撮影:川上秋レミイ 撮影協力:くまさん家https://www.kumasanchi-shimokita.com/
気がついたら、夫婦の会話が「業務連絡」だけになっていませんか?
恋人時代や新婚当時、夫婦の会話の大半を占めていた雑談や他愛もないおしゃべりは、子どもが産まれ、共働きになった途端、ほとんどなくなり、気づくと夫婦の会話といえば「伝達事項」ばかり。たまに夫婦で会話をしようと思っても、どちらか一方が疲れて寝落ちしてしまう……。

共働き夫婦なら、身に覚えのある話ではないでしょうか? 忙しいと、つい夫婦の会話はスケジュール調整、一日の報告、家事育児の依頼などの「業務連絡」ばかりになりがちです。

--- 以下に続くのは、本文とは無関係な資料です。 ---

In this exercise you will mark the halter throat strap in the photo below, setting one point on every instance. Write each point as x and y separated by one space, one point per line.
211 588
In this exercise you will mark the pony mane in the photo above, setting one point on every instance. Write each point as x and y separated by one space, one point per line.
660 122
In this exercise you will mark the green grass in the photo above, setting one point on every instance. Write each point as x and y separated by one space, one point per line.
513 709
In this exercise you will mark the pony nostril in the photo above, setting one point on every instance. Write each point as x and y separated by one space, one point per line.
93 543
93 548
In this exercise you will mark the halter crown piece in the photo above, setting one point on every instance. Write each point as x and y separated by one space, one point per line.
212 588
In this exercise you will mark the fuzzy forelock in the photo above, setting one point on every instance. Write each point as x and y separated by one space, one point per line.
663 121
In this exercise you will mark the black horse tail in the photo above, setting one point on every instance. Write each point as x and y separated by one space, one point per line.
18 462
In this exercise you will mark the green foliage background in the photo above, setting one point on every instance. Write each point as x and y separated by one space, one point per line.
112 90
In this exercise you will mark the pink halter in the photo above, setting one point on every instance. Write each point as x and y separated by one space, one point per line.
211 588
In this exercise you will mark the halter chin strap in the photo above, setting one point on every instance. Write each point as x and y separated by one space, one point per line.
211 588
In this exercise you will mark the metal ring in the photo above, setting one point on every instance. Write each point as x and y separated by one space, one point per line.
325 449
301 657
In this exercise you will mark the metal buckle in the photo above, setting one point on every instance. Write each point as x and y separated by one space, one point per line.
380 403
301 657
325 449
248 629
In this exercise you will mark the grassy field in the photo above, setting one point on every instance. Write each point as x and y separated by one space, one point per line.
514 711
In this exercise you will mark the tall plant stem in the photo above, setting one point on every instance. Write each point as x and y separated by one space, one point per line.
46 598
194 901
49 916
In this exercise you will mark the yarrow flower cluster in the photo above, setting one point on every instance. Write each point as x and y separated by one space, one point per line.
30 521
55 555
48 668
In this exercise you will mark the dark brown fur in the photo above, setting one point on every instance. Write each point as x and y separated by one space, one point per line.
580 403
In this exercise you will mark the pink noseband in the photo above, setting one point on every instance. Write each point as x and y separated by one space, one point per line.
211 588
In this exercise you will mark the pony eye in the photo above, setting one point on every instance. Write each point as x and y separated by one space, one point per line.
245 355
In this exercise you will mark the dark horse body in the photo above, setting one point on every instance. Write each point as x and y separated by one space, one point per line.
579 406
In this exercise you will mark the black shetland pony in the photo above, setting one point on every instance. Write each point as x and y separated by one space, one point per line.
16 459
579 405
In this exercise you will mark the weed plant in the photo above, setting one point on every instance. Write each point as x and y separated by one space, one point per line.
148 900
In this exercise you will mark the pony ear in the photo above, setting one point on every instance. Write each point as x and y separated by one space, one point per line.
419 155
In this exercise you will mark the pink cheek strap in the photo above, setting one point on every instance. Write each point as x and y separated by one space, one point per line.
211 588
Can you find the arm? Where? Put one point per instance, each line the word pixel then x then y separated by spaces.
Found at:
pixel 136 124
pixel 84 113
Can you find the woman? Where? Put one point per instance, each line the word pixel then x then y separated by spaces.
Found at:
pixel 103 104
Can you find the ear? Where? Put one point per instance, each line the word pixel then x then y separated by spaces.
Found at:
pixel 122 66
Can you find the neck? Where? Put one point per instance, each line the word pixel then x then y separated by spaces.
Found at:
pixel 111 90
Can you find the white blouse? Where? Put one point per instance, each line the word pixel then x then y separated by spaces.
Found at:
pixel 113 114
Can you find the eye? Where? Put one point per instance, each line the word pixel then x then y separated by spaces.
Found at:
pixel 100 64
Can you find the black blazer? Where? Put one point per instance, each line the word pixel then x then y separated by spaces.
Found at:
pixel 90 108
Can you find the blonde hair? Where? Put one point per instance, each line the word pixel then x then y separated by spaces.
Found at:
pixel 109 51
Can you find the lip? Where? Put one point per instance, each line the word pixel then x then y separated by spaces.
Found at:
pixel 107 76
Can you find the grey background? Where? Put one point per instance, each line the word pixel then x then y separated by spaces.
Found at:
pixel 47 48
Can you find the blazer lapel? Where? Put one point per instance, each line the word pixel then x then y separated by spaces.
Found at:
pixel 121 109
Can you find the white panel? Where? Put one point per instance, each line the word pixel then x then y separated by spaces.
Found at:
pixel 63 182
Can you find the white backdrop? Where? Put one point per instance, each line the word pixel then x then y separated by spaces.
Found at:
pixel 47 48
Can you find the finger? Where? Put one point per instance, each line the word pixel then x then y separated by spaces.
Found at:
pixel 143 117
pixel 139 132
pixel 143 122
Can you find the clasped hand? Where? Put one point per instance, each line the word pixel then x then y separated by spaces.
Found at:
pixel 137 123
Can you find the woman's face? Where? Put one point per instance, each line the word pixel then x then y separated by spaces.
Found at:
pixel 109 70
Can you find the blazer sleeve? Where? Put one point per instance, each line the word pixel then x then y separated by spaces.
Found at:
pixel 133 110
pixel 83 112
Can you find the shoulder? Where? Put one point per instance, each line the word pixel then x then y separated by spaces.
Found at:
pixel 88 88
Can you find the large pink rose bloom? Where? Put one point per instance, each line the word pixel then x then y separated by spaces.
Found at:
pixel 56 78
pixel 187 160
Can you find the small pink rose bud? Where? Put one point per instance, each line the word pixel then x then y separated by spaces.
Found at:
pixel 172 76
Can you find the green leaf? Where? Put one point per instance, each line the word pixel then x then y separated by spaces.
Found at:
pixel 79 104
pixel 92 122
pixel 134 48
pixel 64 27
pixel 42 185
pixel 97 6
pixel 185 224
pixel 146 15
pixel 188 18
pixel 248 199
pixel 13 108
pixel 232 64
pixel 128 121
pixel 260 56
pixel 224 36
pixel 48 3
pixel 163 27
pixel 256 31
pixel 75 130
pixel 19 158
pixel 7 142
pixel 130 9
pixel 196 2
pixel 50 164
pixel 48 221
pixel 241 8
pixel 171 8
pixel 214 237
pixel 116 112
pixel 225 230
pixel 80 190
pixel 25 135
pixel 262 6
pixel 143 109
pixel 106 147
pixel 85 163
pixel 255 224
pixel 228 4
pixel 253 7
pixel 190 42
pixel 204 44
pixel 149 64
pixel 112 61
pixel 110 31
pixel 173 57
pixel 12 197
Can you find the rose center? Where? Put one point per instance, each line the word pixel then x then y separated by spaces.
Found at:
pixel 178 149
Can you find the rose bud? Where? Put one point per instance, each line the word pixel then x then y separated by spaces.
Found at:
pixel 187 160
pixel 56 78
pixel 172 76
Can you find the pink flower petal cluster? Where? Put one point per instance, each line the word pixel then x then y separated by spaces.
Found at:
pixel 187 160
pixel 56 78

そのまま放置していると、相手を思いやる気持ちや、助け合いの心といった情緒的サポートは低下するばかり。

3人の子どもがいる私たち夫婦も例外ではなく、まさに「業務連絡」ばかりの日常を送っていました。次第にアイコンタクトやスキンシップもなくなり、夫婦関係がどんどん冷めていってしまい、冷戦状態が続いた時期もありました。いま思い出しても当時の辛い気持ちが蘇ります。

林田香織さん
「1時間以上の会話」「一緒に趣味を楽しむ」がパートナーの満足度を上げる
リクルートマーケティングパートナーズのブライダル総研が行った「夫婦関係調査2015」によると、夫婦関係満足度の高い夫は、不満足の夫に比べ「1時間以上の夫婦での会話」の回数が多く、一方、満足度の高い妻は、不満足の妻に比べ「夫婦で仕事のあとや休日に一緒に趣味を楽しむ」回数が多いそうです。やはり夫婦円満の秘訣は、日常の「コミュニケーション」が大事ということ。

とはいえ、前述の通り、子育て期の夫婦は意識しないと二人だけの会話時間を確保できないため、ちょっとした工夫が必要です。以前、セミナーに参加くださったご夫婦は毎朝、子どもの送り迎えを会話のチャンスにしているそう。二人で保育園にお子さんを送り、園から駅までの移動であれこれ雑談をしている時間がとても楽しいとお話ししてくださいました。また、月に数回、会社帰りに駅で待ち合わせをして保育園にお迎えに行くご夫婦もいました。待ち合わせすることで、なんとなく新鮮な気持ちになるそうです。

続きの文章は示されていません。